During Anthony Division qualifying, bowling balls destroyed pins like wildebeests in a stampede. The decimated racks at Bayside Bowl could be heard miles off the Portland, Maine coast.

This was the PBA League's strongest division, featuring Jason Belmonte, EJ Tackett, Anthony Simonsen, Kyle Troup, Kris Prather and Sean Rash, among other PBA stars – balls wrecking pins was not surprising.

What may be surprising, perhaps, was the player who delivered the most thunderous blasts was not among that list of PBA luminaries. In fact, he doesn’t even have a PBA title.

Mitch Hupé, a 27-year-old native of Winnipeg, Canada, led the Motown Muscle and all of Anthony Division qualifying with 1,380 for six games. The only person capable of out-banging Hupé’s strikes was Mike Breen during the NBA Finals.
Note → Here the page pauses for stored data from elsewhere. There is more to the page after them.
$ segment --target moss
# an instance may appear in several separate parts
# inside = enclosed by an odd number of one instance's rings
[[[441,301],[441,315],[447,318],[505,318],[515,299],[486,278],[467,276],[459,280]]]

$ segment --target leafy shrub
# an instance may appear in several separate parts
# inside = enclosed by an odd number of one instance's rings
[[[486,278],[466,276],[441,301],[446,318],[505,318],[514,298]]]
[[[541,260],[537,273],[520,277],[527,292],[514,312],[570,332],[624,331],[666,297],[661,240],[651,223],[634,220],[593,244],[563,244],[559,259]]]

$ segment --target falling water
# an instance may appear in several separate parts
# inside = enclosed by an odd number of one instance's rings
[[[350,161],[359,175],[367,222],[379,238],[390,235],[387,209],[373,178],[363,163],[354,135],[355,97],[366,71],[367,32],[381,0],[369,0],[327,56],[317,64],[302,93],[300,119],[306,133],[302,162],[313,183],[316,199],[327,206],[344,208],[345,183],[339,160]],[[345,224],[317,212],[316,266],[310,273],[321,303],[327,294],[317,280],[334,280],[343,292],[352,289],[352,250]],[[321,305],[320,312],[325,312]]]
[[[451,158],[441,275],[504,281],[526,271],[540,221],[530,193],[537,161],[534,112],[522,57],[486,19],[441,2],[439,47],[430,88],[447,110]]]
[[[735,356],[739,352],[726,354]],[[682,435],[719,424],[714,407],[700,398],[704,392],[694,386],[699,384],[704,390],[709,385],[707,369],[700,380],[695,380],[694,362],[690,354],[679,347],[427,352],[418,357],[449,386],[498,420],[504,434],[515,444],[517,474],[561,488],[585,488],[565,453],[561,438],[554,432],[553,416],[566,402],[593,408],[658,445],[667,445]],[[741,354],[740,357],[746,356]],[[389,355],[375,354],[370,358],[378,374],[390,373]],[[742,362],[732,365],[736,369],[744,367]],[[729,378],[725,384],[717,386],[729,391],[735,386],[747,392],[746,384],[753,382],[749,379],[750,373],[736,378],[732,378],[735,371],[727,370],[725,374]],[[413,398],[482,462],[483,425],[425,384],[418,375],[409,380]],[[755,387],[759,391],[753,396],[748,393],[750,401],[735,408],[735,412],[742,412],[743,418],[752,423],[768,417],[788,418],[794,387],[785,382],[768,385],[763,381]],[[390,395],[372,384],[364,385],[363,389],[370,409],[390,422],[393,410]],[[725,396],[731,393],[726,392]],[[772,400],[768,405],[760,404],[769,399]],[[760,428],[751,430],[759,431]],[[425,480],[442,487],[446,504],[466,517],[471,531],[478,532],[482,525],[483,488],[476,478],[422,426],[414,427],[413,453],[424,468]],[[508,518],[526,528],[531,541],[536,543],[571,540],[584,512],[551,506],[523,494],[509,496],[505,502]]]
Hupé made his presence felt right away, firing a perfect 300 in the first game. Dominance on fresh oil is typical for Hupé; he has very low tilt, which creates heavy ball roll; prefers throwing stronger equipment and likes to play straighter angles.

“His super heavy ball roll controls most patterns really well,” said François Lavoie, a teammate of Hupé’s at Wichita State and on the Canadian national team. “A lot of times people struggle if their ball shape is too smooth, but he's got that big hand, revs it up and it goes through the pins just fine.”

Given Hupé’s immense power, his effortless release is hard to fathom, even in slow motion. He applies so much torque to the ball, you can hear it hiss as it rolls down the lane. His rev rate compares favorably to the tour’s most powerful players, including Muscle teammates Tackett and Simonsen.


While Hupé believes he has one of the best physical games on tour, he said that doesn’t always equate to winning. 

“I definitely don't throw it like many other people, which can be good or bad,” Hupé said. “I don't know if my game and what I do unique to a ball is as beneficial in today's current game.”

He often finds himself atop the standings early in tournaments, then falls as expert boomerang throwers wrap around him. While his A-game often matches up on fresh oil, he hasn’t been able to parlay that roll into success on transition.

The right-hander knows what to do in those situations — play left with steeper angles — and how to do it, but he struggles to replicate the consistency of craftsmen like Prather and Tackett.

"A guy like Simo or EJ or Prather, they feel like they can probably bowl mediocre and still make a top-10," he said. “Those guys can get so many pins later on in the day, where what I do naturally doesn't match up and what they do naturally does. I feel like it's a lot easier to stay safe on the fresh and then gain a lot of pins, versus the other way around."

The main flaw that has prevented Hupé from entering the tour’s upper echelon isn't fatal. He said he would need to learn to raise his axis tilt from about five degrees to 15 degrees. That would help him match up better later in blocks, when he needs the ball to skid further downlane and create more angle.

Hupé struck on four of six shots during the Anthony Division Finals


That’s easier said than done, of course. Altering tilt is among the most difficult physical changes in bowling. It would require Hupé to take a few steps back to take more steps forward.

“It's hard for a professional especially to make adjustments to their game,” he said. “For us to take steps back, we have to sacrifice potential income, potential results, potential sponsorships. It's not like we're on like an NBA team or MLB team where you can make adjustments and maybe you just don't play for a few games.”

Hupé is unsure if he’s willing to make that sacrifice. While he wants to win a title and believes he’s good enough to win on tour, he’s also happy with his relationship with bowling.

“You’re out here for so long and if you don’t win, that can weigh down a lot of people,” Hupé said. “I don’t want to reach that point where it's like, ‘is this fun anymore?’ It gets frustrating, don’t get me wrong, but it's not frustrating to the point where I’m questioning why I’m still here.”

Even though he hasn’t broken through into the PBA’s elite class, Hupé has earned his share of accolades on the lanes.

He particularly thrives in team competition. At Wichita State University, he won the Intercollegiate Team Championships title in 2015. During his PBA League debut in 2019, he helped Portland capture their first of three straight Elias Cups. Manager Tim Mack wanted to bring him back this year, too.

Individually, Hupé won the men’s master’s gold medal at the 2018 World Championships, defeating Troup in the gold medal match. He also made the USBC Masters show in 2019, finishing fifth.

But you don’t need to look at a résumé to discover Hupé’s talent. All you have to do is watch him throw a ball.